Mudge may have been the first female to race a car. She chose the gasoline-powered Locomobile as her racing car. At the turn of the century most races involving women were "Ladies Only" races or distance races where women were there to show off the reliability of a car.

She was also the first woman to be involved in an auto accident. During a race she skidded on a patch of snow and knocked down five pedestrians. None were seriously injured.
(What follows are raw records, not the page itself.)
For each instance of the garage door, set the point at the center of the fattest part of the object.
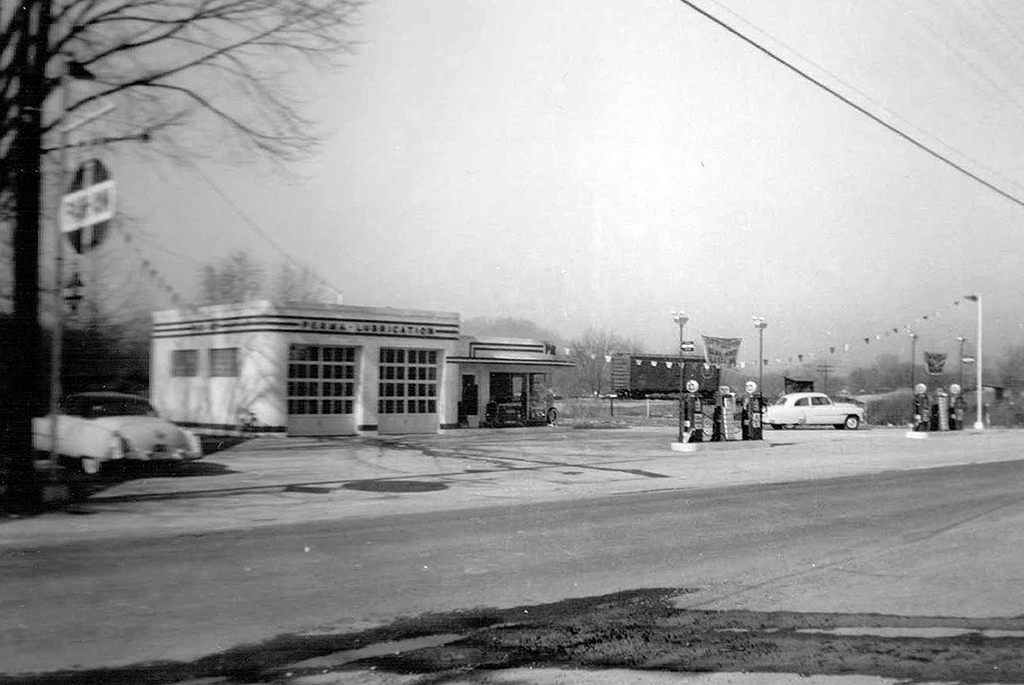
(408, 393)
(322, 387)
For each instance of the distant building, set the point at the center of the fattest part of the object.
(338, 370)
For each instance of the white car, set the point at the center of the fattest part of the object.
(98, 427)
(812, 409)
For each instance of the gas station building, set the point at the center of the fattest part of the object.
(340, 370)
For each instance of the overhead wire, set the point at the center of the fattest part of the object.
(847, 100)
(249, 221)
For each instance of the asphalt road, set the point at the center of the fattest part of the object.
(830, 545)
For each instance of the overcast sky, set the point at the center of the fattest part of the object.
(601, 164)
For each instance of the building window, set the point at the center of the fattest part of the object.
(322, 380)
(224, 361)
(409, 381)
(184, 362)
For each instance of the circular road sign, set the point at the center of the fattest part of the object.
(90, 202)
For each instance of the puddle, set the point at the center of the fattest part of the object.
(395, 485)
(377, 649)
(933, 632)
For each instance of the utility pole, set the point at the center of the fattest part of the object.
(824, 369)
(26, 394)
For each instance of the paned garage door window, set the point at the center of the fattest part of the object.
(408, 381)
(322, 380)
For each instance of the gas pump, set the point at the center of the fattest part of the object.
(692, 413)
(942, 400)
(957, 408)
(922, 408)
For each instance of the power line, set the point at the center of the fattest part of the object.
(913, 141)
(262, 233)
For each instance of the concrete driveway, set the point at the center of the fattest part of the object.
(270, 480)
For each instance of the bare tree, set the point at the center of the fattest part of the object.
(300, 284)
(194, 72)
(237, 277)
(591, 352)
(240, 277)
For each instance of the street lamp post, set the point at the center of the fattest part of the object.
(962, 340)
(760, 324)
(913, 358)
(980, 390)
(913, 376)
(680, 318)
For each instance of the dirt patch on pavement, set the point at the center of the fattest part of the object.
(638, 630)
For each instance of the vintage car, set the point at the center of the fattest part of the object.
(97, 427)
(812, 409)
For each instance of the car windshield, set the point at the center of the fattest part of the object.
(92, 407)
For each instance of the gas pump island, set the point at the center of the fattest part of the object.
(938, 411)
(719, 416)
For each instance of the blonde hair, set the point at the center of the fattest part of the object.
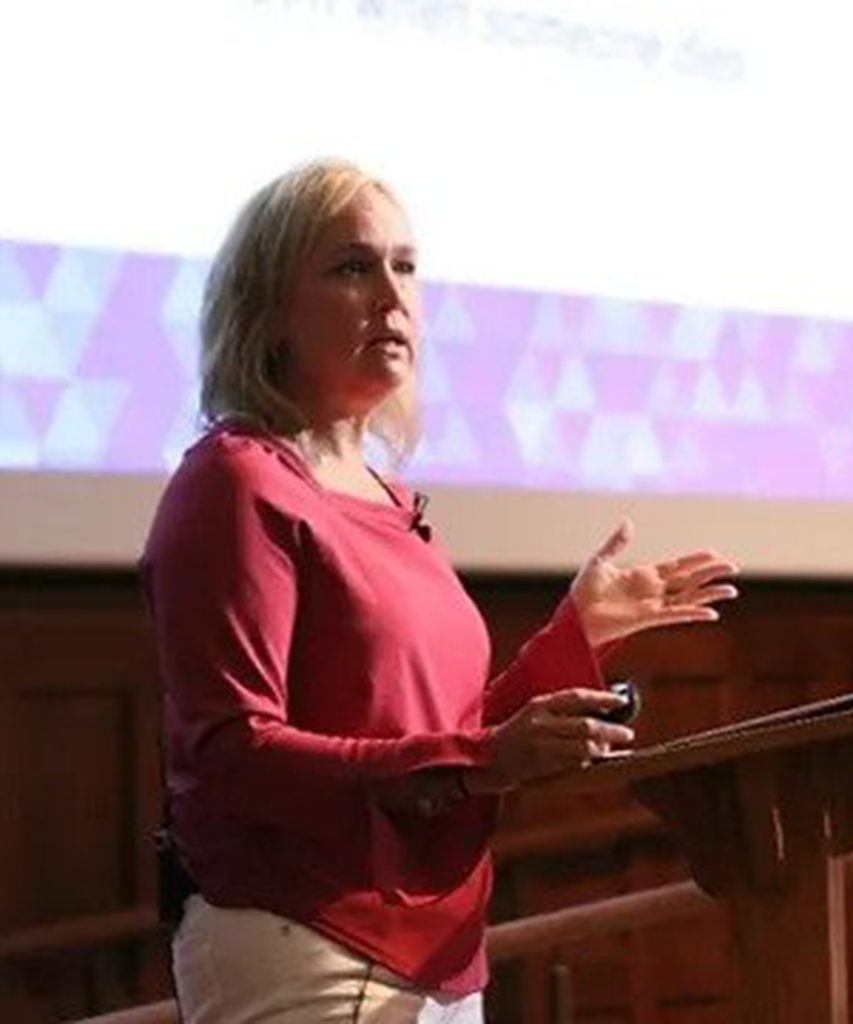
(247, 284)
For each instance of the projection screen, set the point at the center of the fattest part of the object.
(634, 222)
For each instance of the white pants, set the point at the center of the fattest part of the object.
(248, 967)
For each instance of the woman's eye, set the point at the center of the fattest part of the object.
(352, 267)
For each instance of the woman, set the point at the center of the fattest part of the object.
(333, 747)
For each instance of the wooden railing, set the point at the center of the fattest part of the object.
(506, 941)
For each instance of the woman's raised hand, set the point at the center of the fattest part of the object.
(614, 601)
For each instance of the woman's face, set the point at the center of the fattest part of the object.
(351, 320)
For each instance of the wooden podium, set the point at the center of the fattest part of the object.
(764, 809)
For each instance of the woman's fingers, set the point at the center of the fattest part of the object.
(616, 542)
(698, 576)
(685, 564)
(578, 728)
(579, 700)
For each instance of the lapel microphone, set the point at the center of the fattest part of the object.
(418, 523)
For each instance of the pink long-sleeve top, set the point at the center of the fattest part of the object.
(312, 643)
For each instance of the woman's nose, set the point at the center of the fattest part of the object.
(388, 293)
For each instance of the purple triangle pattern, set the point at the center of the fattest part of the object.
(526, 390)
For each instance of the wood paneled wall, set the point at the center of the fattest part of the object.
(79, 792)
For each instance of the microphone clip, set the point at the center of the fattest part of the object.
(418, 523)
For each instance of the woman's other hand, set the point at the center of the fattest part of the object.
(551, 733)
(614, 601)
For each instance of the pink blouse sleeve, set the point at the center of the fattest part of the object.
(556, 657)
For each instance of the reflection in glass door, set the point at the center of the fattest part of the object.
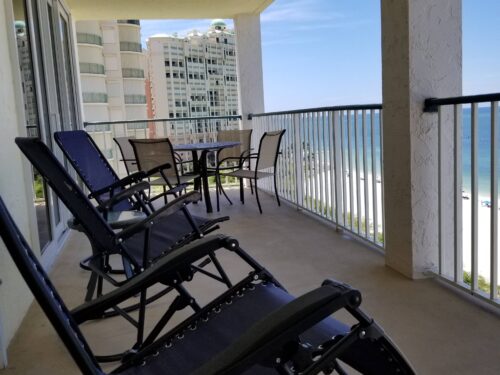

The Automobile, in its December 1900 issue, published a brief profile entitled "A Skilled Chauffeuse," deeming Mudge an "expert and ardent [motorist] who knows how to drive an automobile anywhere it will go, [...] is not baffled by a short circuit or faulty contact [, and] can handle steam and gasoline machines, too." The following summer, The Boston Post reported an illegal, thoroughly impromptu race staged along Boston's Fenway, between an unwitting Mudge and an overmatched, increasingly irate, but ultimately understanding, mounted police officer. (Mudge had mistaken her pursuer for a civilian who simply wanted to race.)

==Return to the stage==
In her later years, Mudge returned to the stage. In 1942, she appeared with Sylvia Sidney in a summer stock production of Marian de Forest's adaptation of Little Women, "giv[ing] a colorful performance in her role of irascible Aunt March, whose scoldings cover a good heart." A few months later, billed as Eva Mudge Nelson, she portrayed Miss M. Muse in the original Broadway production of Thornton Wilder's The Skin of Our Teeth. Of her performance as Mrs. Watty in the Pasadena Playhouse's 1945 revival of Emlyn Williams' The Corn is Green, Pasadena Star-News critic Robert O. Foote wrote:Eva Mudge turns in another decrepit servant, this time with Salvation Army leanings, which is a thing of joy—she does more with a cocked eye than most actors can do with a whole gamut of gestures. Later that year, both Foote and Los Angeles Times critic Katherine Von Blon praised Mudge's performance as Agatha, the maid, in the Playhouse production of Lillian Hellman's The Children's Hour. In 1951, Mudge appeared with Henry Fonda and her son-in-law John Cromwell in Paul Osborn's Point of No Return.

==Political advocacy==
In October 1932, at the opening of South Pasadena's Roosevelt-Garner headquarters, and on at least one more occasion in the period leading up to the 1932 general election, Mudge spoke on behalf of the Democratic Party, the Roosevelt-Garner ticket and Charles J. Colden's campaign for the U.S. Congress.

==Personal life==
Mudge's three marriages all ended in divorce. The first, from 1904 to 1914, was to Sanford Leroy Nelson, with whom she had her first child, actress Ruth Nelson. Mudge's second marriage, from approximately 1915 through June 12, 1928, was to Hans Henrik William Jorgensen, the father of her other two children, Grace Adelaide William-Jorgensen and stage actress Lynda Nelson. The third and final marriage—between Mudge and George C. Brundage, a wealthy associate of her friend, Walter E. "Death Valley Scotty" Scott—commenced in either late 1928 or early 1929, continuing until late October 1932.